Analyzing Query Plans

Question

Analyzing Query Plans

doodlingdba

Hall of Fame

Points: 3164
More actions
June 8, 2021 at 1:45 pm

#3893426

Hi there
I've been asked to troubleshoot a badly performing proc (recently become an issue). First thing i've done is generate the execution plan - don't do this regularly so could use some assistance. The query plan is broken up into ten Queries, and queries 1 - 9 have Query cost (relative to the batch): 0%, with the final query, Query 10 having query cost relative to the batch as 100%. Does that mean this is the only section of the query plan that I need to focus on? I can ignore the rest? Also whilst Query 1 - 9 have actual graphical objects displayed (so sorts, filters, nested loops, index scans etc) Query 10 only shows the actual SELECT query text and no graphical objects, like so:
Finally - when clicking on the properties of Query 10, I can see that the estimated number of rows to return is 204462000... however when the actual query only returns 900 rows... is that a stats problem?
Any other tips for troubleshooting slow running procs would help! Also for context, it was performing fine a few weeks ago but has now become a problem.
Thanks
Doodles

Viewing 6 posts - 1 through 5 (of 5 total)

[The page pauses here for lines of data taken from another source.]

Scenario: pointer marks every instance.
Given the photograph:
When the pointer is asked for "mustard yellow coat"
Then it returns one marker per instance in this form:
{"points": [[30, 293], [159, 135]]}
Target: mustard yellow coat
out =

You must be logged in to reply to this topic. Login to reply

doodlingdba Hall of Fame Points: 3164 More actions · Answer 1

OK my mistake, i wasn't scrolling along far enough for query 10, it was all on the right lower side of the screen. I can now see that the majority of query 10 (which is 100% relative to the batch), is spent on a Sort (85%), with estimated rows 204462000, despite the query only returning 900 rows! T SQL optimisation is definitely not my area so could use any guidance here...

Mr. Brian Gale SSC-Insane Points: 24800 More actions · Answer 2

I would check the source tables (scans and seeks) as the starting point for tuning. Check the estimates vs actuals at the table level as that is where statistics updates will help.

Next, I'd be looking at what is a scan and what is a seek. A SEEK means that SQL is using the index to find the subset of data that you are requesting. A scan means that SQL is going through ALL rows of the table (may still use an index if it determines that having the data sorted in the way the index is sorting it is important). After that, tuning gets interesting. Just because a query says it is 0% relative to the batch doesn't mean that it isn't the query that should be tuned either. If the preceding queries are getting data to be used by that last one, it MAY help to tune the first 9. And sometimes the Query Cost value isn't accurate.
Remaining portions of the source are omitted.